A cidade fica em meio às montanhas do Himalaia e tem paisagens lindas e muitas cachoeiras, o que me levou a dispensar o carro para ir do acampamento ao hospital a pé (percurso de 40 minutos) todos os dias. No caminho, sempre me surpreendia quando passava um ônibus. Além de serem lotados e cheios de pessoas em pé até na porta, a parte de cima também ficava cheia de passageiros. Isso é muito comum no Nepal. Os nepaleses são bem simpáticos e nos cumprimentam com um “Namastê” acompanhado do gesto de juntar as mãos. E eles adoram falar com os gringos. Certa vez, recebi flores de crianças que cruzei em meu caminho.

A comida era bem variada, mas sempre tinha dal bhat (arroz e lentilha) acompanhado de verduras cozidas e outras comidas típicas (chapati, momo, por exemplo). Sempre com um tempero bem forte. Como a vaca é considerada um animal sagrado, só se come carne de galinha e de búfalo.

A religião predominante no Nepal é o hinduísmo, o que faz com que o país seja cheio de festivais. Um dos que vivenciei se chama Teej. É um festival para mulheres. Nesse dia, elas fazem jejum, vestem sáris vermelhos e dançam em frente ao templo. Tudo isso para que seus maridos tenham vida longa. No hospital, as enfermeiras me vestiram com um sári e colocaram um adesivo vermelho em minha testa, que simboliza o terceiro olho. Me senti um pouco nepalesa.

No hospital, eu era responsável pelo setor de emergência e pelos pacientes internados na enfermaria. Pela manhã, sempre fazia uma visita à enfermaria e via todos os pacientes clínicos que chegavam na sala de emergência. À tarde, fazia treinamentos para as enfermeiras e o médico local, além de continuar o suporte aos pacientes das enfermarias e emergência. A cada cinco dias, ficava de sobreaviso à noite para atender os casos mais graves.
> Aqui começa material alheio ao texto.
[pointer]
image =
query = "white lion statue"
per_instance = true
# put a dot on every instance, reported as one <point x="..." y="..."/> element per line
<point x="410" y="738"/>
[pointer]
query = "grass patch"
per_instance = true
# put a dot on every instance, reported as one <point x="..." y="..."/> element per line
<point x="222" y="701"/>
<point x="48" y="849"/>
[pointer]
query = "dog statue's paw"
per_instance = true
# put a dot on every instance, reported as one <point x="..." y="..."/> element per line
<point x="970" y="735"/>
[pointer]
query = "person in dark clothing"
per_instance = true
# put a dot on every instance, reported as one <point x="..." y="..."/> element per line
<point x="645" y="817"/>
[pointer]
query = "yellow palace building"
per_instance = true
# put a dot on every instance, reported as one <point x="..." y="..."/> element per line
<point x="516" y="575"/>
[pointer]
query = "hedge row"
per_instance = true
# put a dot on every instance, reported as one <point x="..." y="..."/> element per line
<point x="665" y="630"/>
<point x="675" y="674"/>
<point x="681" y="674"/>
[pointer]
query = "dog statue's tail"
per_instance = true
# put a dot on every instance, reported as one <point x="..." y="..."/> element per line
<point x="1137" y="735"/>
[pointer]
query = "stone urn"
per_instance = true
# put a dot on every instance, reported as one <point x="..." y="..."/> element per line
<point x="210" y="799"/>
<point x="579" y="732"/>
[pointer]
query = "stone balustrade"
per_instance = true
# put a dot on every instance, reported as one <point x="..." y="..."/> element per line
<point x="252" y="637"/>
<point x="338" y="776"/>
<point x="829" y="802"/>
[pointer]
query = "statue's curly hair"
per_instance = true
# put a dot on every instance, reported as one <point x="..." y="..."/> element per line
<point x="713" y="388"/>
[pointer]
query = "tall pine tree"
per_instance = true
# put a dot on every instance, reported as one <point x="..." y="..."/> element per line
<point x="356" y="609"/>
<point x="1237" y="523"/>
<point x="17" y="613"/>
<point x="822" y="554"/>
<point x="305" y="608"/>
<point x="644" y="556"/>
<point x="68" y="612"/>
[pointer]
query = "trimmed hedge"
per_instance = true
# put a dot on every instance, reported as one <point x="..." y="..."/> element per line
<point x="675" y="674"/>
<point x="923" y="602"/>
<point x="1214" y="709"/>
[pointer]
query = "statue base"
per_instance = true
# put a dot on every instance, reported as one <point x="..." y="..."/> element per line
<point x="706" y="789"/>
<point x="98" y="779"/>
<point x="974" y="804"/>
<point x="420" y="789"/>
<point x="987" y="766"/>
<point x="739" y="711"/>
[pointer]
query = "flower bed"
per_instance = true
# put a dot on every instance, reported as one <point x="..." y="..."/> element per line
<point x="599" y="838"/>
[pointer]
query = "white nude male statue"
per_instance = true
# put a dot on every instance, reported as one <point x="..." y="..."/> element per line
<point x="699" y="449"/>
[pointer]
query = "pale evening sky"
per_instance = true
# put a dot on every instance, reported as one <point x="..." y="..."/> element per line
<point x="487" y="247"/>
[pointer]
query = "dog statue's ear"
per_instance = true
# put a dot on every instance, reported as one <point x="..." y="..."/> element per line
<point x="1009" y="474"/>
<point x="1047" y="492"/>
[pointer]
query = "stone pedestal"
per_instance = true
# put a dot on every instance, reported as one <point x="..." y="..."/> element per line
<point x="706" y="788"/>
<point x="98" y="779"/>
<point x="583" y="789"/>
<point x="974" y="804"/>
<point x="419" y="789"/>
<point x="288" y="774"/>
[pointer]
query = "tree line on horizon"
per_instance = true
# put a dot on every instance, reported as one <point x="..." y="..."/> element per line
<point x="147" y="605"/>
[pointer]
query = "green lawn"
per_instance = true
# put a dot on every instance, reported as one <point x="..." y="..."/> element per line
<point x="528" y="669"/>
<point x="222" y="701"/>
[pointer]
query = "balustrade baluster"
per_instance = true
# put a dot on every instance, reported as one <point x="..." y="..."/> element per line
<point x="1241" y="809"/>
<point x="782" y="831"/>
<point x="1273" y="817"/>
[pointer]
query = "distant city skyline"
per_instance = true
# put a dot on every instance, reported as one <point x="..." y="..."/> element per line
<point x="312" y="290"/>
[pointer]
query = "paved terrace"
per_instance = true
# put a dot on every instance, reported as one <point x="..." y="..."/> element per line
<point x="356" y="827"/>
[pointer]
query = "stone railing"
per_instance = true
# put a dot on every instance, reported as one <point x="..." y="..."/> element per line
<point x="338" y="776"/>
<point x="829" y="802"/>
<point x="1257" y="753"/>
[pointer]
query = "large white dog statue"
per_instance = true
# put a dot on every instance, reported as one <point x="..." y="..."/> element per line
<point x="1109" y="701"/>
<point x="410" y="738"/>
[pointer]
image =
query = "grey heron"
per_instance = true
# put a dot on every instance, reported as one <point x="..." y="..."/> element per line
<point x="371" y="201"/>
Um dia bem marcante foi a chegada do paciente Dev Raj, de dois anos, que foi internado no hospital por pneumonia. O pai dele me contou que tem seis filhas e que Dev Raj é o único filho homem, e também o mais novo. Na cultura nepalesa, filho do sexo masculino é muito importante, pois são eles que cuidam dos pais na velhice.

Ao examinar a criança, percebi que a condição dele era bem grave. Sua respiração estava muito rápida e o nível de oxigênio no sangue muito baixo, além de estar bem fraco e não conseguir se alimentar. Conversei com os pais sobre a possibilidade de transferir o paciente para Katmandu, pois havia um risco de o quadro se agravar e precisar de recursos não disponíveis no interior. O pai ouviu atentamente e me disse: “Doutora, sou muito pobre” (em Katmandu, os serviços de saúde são pagos, enquanto no hospital de MSF todos os serviços ofertados são gratuitos). Respirei fundo, comovida, e respondi: “Tudo bem, vamos mantê-lo aqui e fazer tudo o que for possível”.

Iniciamos antibiótico, hidratação na veia, fizemos vários aerossóis (nebulizações) e administramos oxigênio. Passei a noite no hospital, angustiada com a possibilidade de perder esse paciente. Para minha felicidade, e, principalmente, dos pais, após um dia de tratamento e cuidados intensos, Dev Raj começou a se recuperar. Voltou a falar e a se alimentar, foi aos poucos deixando de precisar de oxigênio e, após uma semana, estava completamente curado. O pai estava radiante e a mãe me deu uma goiaba como forma de agradecimento. Toda a equipe ficou bem feliz com esse desfecho.

Ao final de minha participação no projeto, em outubro, percebi que um dos nossos grandes papéis no Nepal é ser exemplo para os profissionais locais. Exemplo de dedicação, compromisso e de como cuidar melhor dos pacientes. Após dois meses, consegui perceber o quanto a maioria dos profissionais de saúde nepaleses que trabalhavam conosco aprenderam e se sentiram motivados pelo trabalho humanitário.